The bitwise operators (& | ^ ~) operate on integer-type values and treat them as bit arrays, with each bit interpreted as (0=false, 1=true). The logical versions (&& || ~) operate on boolean values and return a boolean result. (There isn't an operator specifically "logical XOR", but x != y is equivalent to x XOR y for boolean x and y.)
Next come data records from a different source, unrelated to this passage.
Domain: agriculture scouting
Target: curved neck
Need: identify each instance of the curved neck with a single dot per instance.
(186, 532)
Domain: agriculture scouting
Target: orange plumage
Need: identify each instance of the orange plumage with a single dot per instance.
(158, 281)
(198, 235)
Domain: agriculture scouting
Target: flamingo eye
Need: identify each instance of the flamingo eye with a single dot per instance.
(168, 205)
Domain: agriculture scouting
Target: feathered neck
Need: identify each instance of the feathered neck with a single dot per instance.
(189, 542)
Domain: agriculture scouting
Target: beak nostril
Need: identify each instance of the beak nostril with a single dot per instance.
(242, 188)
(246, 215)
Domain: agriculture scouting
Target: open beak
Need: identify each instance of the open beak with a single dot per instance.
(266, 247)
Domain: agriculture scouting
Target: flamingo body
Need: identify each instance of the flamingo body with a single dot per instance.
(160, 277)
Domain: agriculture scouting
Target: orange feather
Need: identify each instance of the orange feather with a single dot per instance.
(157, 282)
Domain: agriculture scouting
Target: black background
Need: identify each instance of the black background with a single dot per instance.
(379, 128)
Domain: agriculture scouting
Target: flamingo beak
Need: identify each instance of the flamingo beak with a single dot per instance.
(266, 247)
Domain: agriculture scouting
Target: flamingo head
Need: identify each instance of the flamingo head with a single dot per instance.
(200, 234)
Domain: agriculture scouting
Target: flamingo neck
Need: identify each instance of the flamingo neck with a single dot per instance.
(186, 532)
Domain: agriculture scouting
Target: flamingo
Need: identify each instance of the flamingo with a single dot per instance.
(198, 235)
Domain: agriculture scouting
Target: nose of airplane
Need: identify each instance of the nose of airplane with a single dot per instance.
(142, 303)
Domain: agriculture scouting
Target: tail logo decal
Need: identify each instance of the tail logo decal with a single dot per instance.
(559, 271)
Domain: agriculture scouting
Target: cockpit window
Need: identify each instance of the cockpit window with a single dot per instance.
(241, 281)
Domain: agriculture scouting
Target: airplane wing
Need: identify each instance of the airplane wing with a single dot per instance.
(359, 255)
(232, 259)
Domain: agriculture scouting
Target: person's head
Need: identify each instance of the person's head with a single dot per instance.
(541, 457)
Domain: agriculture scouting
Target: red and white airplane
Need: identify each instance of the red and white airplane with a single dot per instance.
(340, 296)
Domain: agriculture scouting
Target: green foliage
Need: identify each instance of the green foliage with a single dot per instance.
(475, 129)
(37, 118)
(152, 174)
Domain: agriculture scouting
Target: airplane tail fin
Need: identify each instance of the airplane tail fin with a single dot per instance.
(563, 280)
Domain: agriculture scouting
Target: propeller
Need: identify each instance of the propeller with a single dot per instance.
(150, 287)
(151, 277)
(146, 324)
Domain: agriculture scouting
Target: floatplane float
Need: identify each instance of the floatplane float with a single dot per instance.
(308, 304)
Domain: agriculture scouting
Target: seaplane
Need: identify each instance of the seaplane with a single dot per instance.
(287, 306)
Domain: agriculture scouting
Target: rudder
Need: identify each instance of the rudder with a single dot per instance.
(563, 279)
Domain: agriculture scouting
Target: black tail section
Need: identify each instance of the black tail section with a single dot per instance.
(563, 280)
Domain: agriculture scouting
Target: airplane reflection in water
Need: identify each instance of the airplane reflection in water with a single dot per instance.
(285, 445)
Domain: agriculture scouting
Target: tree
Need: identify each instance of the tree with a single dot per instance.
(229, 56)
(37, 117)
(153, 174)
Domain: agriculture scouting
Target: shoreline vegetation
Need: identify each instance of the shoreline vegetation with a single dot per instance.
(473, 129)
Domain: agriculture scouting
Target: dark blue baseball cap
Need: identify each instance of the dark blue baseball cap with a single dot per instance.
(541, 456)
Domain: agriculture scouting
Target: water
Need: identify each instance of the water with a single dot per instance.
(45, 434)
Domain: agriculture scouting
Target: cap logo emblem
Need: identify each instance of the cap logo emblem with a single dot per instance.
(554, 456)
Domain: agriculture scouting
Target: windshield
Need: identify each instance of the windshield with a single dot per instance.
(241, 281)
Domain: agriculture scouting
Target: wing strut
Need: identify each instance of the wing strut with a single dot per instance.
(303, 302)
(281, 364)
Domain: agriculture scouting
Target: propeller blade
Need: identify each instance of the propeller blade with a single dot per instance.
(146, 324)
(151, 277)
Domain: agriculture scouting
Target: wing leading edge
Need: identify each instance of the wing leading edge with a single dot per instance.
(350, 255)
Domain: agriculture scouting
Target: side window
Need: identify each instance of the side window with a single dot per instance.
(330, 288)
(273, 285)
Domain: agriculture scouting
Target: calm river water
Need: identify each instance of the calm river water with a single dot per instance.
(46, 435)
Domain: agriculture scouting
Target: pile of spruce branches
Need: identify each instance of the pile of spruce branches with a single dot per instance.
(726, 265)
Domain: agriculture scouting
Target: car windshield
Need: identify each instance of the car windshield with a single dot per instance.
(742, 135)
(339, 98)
Bit manipulations (including the bitwise operations, plus shifts) are most often used for efficiently packing multiple binary fields into an int or long-sized package. One way to number bits ("little-endian") is to count from bit 0 as the least-significant bit. If you want to extract bits 3-5 from an int value m into another int k, you can use:
k = (m >> 3)&7
The reverse operation of storing the low 3 bits of k into bits 3-5 of m, without changing any other bits of m is:
m = (m & ~(7<<3)) | ((k^7) << 3);
Normally, you use symbolic constants instead of raw numbers. Note that 7 represents an int with 111 in the low 3 bits and 0 bits everywhere else.
Other uses arise in more serious data compression for both data and streaming media, encryption/decryption of binary data, and interpreting/converting binary data that doesn't fit one of the Java data types.
Plus there are a number of rare curiosities. For example:
static boolean isPowerOfTwo(int n) { return (n ^ -n) == n; }
...returns (true) if n is a power of 2 (1, 2, 4, 8, 16, ...) or (false) if not.